The Joshua Gen­er­a­tion project will be the Obama campaign’s out­reach to young peo­ple of faith. There’s unprece­dented energy and excite­ment for Obama among young evan­gel­i­cals and Catholics. The Joshua Gen­er­a­tion project will tap into that excite­ment and pro­vide young peo­ple of faith oppor­tu­ni­ties to stand up for their val­ues and move the cam­paign forward.”

It involves hir­ing a full-time evan­gel­i­cal out­reach staff mem­ber who will appar­ently be plan­ning a cur­ricu­lum for a 90 minute dis­cus­sion on faith and pol­i­tics that will take place at thou­sands of house­holds nationwide.

How­ever, Chris­t­ian Broad­cast­ing Net­work (CBN) is report­ing that the con­ser­v­a­tive Home­school Legal Defense Asso­ci­a­tion may be fil­ing a law­suit against the Obama cam­paign alleg­ing that they have used the name since 2003 for one of their initiatives.
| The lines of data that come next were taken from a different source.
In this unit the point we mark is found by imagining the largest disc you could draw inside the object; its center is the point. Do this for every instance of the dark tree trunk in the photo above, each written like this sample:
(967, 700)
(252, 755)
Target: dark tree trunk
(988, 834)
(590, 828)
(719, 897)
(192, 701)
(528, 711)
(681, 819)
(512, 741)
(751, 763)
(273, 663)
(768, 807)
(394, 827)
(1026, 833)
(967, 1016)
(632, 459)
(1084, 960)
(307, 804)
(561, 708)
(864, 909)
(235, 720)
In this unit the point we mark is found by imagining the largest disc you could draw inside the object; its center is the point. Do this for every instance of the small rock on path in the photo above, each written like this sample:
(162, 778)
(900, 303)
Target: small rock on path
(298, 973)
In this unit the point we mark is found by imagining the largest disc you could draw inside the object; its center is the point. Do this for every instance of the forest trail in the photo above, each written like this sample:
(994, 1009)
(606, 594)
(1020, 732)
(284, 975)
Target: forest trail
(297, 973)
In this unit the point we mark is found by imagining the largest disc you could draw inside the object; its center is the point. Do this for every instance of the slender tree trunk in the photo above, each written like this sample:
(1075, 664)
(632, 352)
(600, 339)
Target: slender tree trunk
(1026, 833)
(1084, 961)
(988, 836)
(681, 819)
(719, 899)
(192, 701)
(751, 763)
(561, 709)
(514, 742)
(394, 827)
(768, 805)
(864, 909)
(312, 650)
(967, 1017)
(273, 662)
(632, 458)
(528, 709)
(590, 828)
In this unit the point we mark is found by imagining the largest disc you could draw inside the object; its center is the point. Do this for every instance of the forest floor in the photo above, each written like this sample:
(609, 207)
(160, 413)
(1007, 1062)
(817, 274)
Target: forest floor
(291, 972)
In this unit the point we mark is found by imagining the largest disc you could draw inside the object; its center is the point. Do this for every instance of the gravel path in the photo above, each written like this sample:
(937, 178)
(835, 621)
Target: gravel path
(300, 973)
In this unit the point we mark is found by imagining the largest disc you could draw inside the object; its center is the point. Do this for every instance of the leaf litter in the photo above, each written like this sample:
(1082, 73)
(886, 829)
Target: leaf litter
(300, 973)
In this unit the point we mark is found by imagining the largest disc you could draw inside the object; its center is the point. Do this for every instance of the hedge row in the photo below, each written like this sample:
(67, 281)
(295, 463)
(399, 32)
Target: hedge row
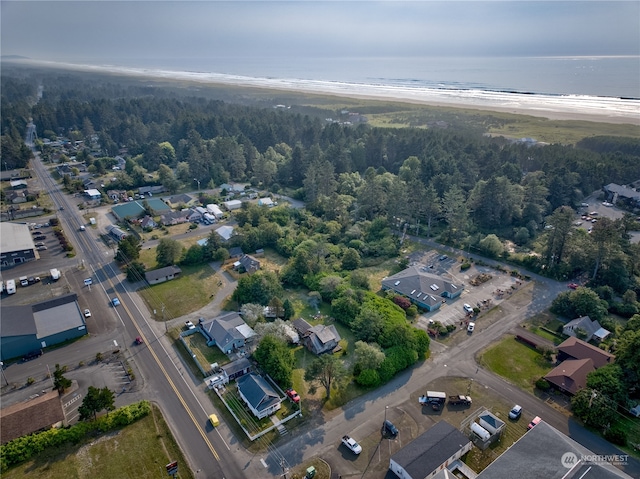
(23, 448)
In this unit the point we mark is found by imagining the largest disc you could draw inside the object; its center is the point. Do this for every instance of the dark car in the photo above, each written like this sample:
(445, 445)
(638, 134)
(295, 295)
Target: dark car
(32, 355)
(389, 428)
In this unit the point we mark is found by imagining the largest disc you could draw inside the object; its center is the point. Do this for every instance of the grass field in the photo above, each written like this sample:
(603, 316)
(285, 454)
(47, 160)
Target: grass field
(138, 451)
(516, 362)
(192, 290)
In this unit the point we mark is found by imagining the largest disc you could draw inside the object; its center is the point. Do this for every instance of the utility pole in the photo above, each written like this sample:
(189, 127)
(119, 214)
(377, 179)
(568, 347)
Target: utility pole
(166, 328)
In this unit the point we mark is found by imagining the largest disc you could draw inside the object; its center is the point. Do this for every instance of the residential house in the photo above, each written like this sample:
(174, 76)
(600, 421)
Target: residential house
(93, 194)
(229, 372)
(229, 332)
(258, 395)
(574, 348)
(36, 414)
(215, 211)
(571, 375)
(232, 205)
(318, 339)
(177, 200)
(425, 290)
(147, 222)
(576, 360)
(539, 453)
(225, 232)
(430, 453)
(116, 232)
(585, 328)
(174, 217)
(247, 264)
(16, 197)
(162, 275)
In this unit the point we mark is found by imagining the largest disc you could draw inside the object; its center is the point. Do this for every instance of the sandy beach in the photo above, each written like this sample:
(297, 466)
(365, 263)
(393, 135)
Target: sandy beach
(553, 107)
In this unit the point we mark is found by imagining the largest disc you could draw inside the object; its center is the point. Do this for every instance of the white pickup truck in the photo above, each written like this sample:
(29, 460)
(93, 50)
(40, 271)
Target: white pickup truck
(351, 443)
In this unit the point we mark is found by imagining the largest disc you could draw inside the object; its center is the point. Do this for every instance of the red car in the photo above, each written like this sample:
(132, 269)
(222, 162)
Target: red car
(293, 395)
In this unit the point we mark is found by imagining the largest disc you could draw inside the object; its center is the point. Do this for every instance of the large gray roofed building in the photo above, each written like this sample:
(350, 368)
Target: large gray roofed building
(422, 288)
(546, 452)
(429, 451)
(27, 328)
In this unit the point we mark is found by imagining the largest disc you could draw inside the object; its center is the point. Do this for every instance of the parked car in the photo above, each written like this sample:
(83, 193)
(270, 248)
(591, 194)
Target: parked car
(389, 428)
(351, 444)
(293, 395)
(32, 355)
(515, 412)
(534, 422)
(213, 419)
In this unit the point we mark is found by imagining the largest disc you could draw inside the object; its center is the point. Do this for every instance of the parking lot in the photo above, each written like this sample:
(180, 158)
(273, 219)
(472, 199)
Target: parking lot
(483, 296)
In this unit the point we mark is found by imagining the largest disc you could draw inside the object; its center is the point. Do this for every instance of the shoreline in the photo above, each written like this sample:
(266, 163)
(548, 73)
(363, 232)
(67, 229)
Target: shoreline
(580, 108)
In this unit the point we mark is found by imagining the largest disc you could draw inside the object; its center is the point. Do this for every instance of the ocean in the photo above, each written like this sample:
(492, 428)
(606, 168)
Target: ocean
(560, 87)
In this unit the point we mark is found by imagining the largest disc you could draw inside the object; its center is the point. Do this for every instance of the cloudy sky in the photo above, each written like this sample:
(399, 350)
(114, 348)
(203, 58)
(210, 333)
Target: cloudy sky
(94, 31)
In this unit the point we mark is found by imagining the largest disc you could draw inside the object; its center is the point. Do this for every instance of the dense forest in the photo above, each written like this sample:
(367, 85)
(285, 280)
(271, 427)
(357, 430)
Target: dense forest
(471, 190)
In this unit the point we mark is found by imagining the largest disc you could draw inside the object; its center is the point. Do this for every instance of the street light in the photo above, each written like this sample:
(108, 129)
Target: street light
(2, 367)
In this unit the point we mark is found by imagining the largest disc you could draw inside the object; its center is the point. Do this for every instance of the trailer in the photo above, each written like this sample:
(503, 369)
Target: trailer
(460, 400)
(435, 399)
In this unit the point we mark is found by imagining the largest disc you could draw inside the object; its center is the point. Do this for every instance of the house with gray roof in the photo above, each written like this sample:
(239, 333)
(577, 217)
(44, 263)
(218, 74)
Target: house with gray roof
(16, 244)
(258, 395)
(585, 326)
(161, 275)
(546, 452)
(27, 328)
(425, 290)
(318, 339)
(229, 332)
(431, 452)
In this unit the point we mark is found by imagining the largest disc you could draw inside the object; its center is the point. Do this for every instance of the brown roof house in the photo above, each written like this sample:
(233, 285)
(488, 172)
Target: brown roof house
(571, 375)
(574, 348)
(318, 339)
(577, 359)
(20, 419)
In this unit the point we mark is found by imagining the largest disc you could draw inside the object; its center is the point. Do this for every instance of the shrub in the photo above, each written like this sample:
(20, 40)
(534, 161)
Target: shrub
(368, 378)
(543, 384)
(616, 436)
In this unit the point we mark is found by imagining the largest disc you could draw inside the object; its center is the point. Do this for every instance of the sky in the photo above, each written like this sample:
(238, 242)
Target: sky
(101, 31)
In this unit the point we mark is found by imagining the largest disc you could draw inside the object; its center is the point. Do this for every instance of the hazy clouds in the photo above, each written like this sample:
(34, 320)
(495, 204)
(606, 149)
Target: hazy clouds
(110, 30)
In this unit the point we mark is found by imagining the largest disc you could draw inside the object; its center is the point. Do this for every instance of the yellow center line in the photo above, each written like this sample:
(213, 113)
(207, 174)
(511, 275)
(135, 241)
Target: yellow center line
(166, 375)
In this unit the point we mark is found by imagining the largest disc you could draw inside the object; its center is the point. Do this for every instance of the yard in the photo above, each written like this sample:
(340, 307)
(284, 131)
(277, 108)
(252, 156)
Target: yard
(192, 290)
(140, 450)
(518, 363)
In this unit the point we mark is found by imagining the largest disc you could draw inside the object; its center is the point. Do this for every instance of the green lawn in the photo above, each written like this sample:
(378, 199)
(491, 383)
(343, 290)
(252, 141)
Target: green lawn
(139, 451)
(516, 362)
(192, 290)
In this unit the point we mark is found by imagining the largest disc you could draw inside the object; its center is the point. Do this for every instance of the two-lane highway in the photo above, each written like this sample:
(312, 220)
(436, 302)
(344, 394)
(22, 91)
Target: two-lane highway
(165, 384)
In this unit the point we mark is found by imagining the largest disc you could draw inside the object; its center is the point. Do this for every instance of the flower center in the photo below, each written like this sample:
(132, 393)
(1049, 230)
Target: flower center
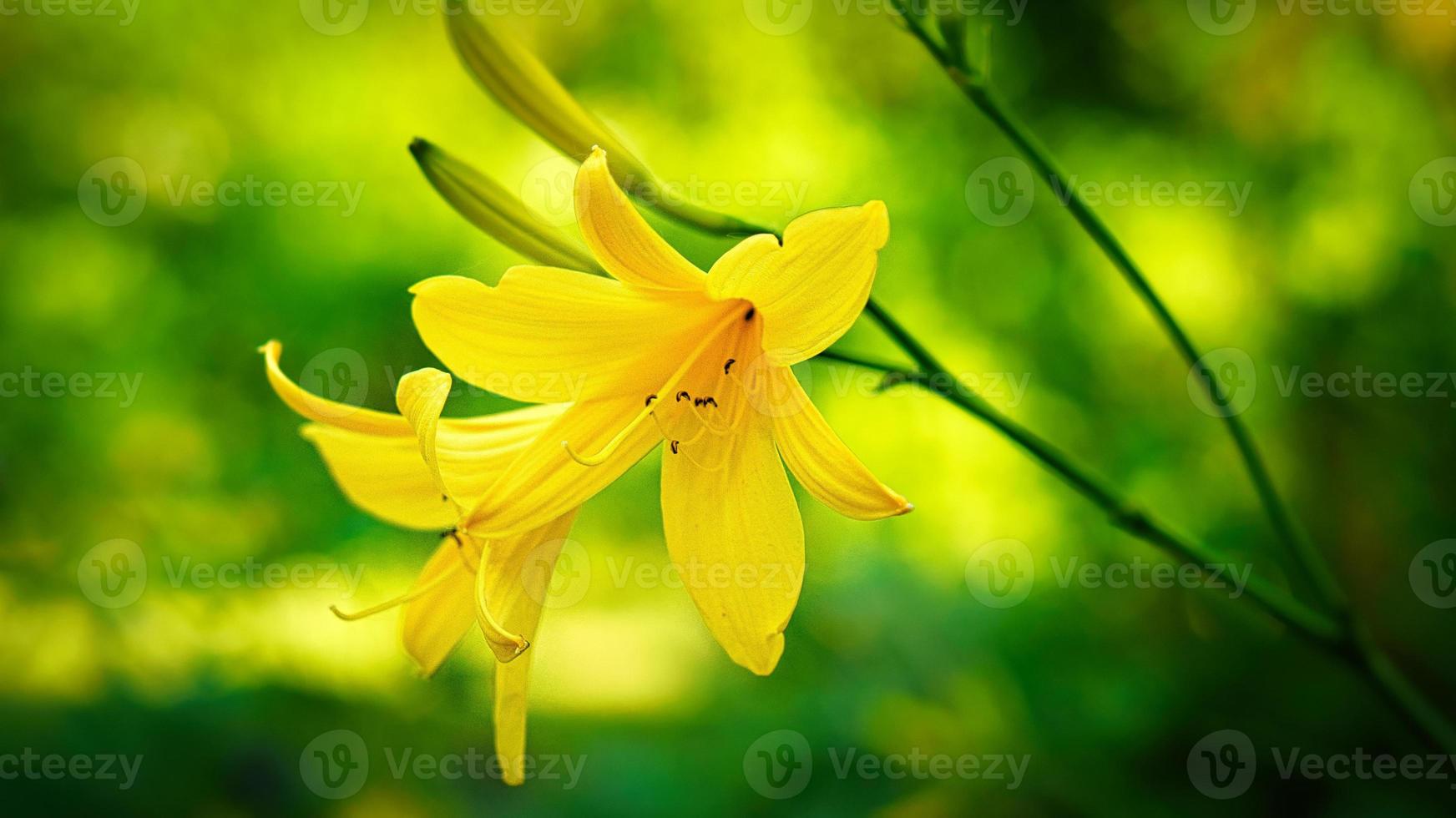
(705, 396)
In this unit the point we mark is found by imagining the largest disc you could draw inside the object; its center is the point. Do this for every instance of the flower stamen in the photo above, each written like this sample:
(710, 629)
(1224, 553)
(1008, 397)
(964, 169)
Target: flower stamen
(590, 460)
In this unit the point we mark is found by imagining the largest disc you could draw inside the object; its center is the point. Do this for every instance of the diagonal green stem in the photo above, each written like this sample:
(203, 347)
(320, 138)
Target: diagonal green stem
(1348, 642)
(976, 88)
(1340, 636)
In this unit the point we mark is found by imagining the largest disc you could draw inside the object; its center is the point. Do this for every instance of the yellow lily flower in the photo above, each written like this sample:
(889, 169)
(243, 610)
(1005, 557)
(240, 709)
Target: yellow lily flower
(665, 351)
(420, 472)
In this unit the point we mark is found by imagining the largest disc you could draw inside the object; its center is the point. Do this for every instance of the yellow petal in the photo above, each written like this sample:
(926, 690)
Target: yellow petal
(734, 533)
(545, 482)
(376, 457)
(624, 242)
(518, 578)
(385, 477)
(324, 411)
(528, 90)
(813, 289)
(504, 644)
(824, 465)
(432, 624)
(497, 211)
(421, 396)
(549, 335)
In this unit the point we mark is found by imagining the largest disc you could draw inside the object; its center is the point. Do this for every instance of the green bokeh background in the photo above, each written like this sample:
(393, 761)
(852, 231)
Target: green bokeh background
(1330, 266)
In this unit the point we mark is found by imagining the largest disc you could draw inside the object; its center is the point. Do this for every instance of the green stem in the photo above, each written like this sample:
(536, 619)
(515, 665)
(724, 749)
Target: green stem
(978, 89)
(1350, 644)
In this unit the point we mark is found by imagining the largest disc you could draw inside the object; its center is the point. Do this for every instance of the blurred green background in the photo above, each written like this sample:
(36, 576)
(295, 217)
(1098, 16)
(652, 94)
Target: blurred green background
(1334, 264)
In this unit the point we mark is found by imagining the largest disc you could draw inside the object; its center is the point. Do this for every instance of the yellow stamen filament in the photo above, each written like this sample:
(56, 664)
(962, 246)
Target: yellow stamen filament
(708, 424)
(465, 556)
(647, 411)
(397, 602)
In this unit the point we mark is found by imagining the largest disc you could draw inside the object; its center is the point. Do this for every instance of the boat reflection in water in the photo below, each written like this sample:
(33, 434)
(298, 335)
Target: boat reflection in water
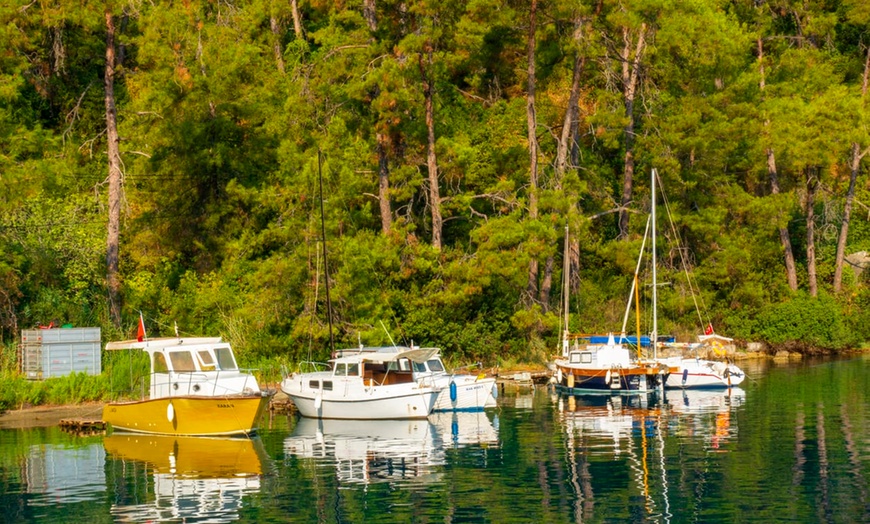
(611, 437)
(194, 478)
(706, 414)
(460, 429)
(367, 451)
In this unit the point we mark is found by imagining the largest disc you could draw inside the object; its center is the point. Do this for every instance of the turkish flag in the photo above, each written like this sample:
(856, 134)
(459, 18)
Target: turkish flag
(140, 333)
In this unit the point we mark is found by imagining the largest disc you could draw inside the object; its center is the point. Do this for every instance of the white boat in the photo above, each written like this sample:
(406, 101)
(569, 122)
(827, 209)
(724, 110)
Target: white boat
(459, 392)
(196, 389)
(364, 386)
(700, 373)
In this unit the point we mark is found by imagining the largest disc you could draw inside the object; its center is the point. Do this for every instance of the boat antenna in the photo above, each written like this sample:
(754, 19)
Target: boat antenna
(655, 336)
(392, 342)
(325, 259)
(566, 286)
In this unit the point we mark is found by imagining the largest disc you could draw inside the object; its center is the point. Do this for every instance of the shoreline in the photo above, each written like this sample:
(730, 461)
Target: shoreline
(47, 416)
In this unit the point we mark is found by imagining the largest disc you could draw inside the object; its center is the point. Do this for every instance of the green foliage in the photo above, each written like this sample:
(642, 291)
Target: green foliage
(815, 323)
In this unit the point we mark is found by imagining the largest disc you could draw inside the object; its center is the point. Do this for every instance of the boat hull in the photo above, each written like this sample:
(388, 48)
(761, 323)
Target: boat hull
(408, 404)
(468, 393)
(700, 374)
(188, 415)
(635, 379)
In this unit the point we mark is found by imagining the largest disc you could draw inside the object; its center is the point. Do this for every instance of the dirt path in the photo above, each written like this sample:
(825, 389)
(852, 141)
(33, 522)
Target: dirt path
(44, 416)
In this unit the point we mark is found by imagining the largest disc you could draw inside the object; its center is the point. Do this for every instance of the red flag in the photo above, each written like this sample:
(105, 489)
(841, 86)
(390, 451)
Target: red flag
(140, 333)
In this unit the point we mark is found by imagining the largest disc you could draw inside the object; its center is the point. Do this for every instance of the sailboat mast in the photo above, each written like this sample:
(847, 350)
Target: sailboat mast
(325, 259)
(654, 336)
(566, 284)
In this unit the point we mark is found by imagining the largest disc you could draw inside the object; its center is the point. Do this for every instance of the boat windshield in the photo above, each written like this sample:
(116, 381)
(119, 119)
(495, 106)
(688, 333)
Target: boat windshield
(181, 361)
(351, 370)
(206, 361)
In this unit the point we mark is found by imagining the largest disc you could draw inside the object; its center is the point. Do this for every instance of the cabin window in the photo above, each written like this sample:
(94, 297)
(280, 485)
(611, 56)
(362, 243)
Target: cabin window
(225, 358)
(182, 361)
(399, 365)
(159, 364)
(206, 361)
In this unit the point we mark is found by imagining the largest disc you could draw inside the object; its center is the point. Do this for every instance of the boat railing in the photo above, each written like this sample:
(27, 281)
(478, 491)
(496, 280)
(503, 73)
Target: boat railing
(310, 366)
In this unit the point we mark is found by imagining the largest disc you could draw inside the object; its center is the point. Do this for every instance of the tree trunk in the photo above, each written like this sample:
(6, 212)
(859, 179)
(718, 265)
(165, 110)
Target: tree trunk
(812, 185)
(546, 284)
(431, 161)
(572, 111)
(384, 184)
(297, 19)
(630, 74)
(791, 270)
(114, 229)
(370, 14)
(276, 32)
(531, 120)
(854, 168)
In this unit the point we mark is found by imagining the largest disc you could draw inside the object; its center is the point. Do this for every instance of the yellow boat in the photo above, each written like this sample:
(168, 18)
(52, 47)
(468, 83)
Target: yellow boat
(196, 389)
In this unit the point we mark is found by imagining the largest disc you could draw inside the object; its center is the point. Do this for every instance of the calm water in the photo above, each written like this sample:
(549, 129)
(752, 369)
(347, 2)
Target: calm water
(793, 444)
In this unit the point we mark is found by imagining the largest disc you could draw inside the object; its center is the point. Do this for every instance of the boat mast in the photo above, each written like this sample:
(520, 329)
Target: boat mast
(654, 336)
(325, 260)
(566, 278)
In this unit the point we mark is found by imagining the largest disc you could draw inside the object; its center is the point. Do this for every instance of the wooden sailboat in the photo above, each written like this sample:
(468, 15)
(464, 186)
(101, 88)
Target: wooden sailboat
(608, 367)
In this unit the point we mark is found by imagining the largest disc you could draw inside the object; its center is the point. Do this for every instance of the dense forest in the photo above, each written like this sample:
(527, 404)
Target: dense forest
(169, 158)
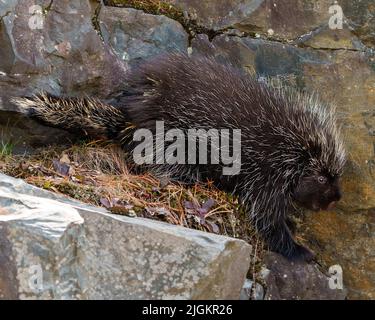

Whether HSLDA suc­ceeds in stop­ping the Obama campaign’s use of the term will depend on how likely it is that there will be con­fu­sion between the two orga­ni­za­tions.  A quick Yahoo search showed there are sev­eral iden­ti­cally named orga­ni­za­tions some of which have been in exis­tence before 2003.

In the mean­time, watch for both McCain and Obama to reach out to attract evan­gel­i­cal vot­ers like never before. What bet­ter way to achieve polit­i­cal suc­cess than to tac­itly claim the endorse­ment of a “Higher Source”?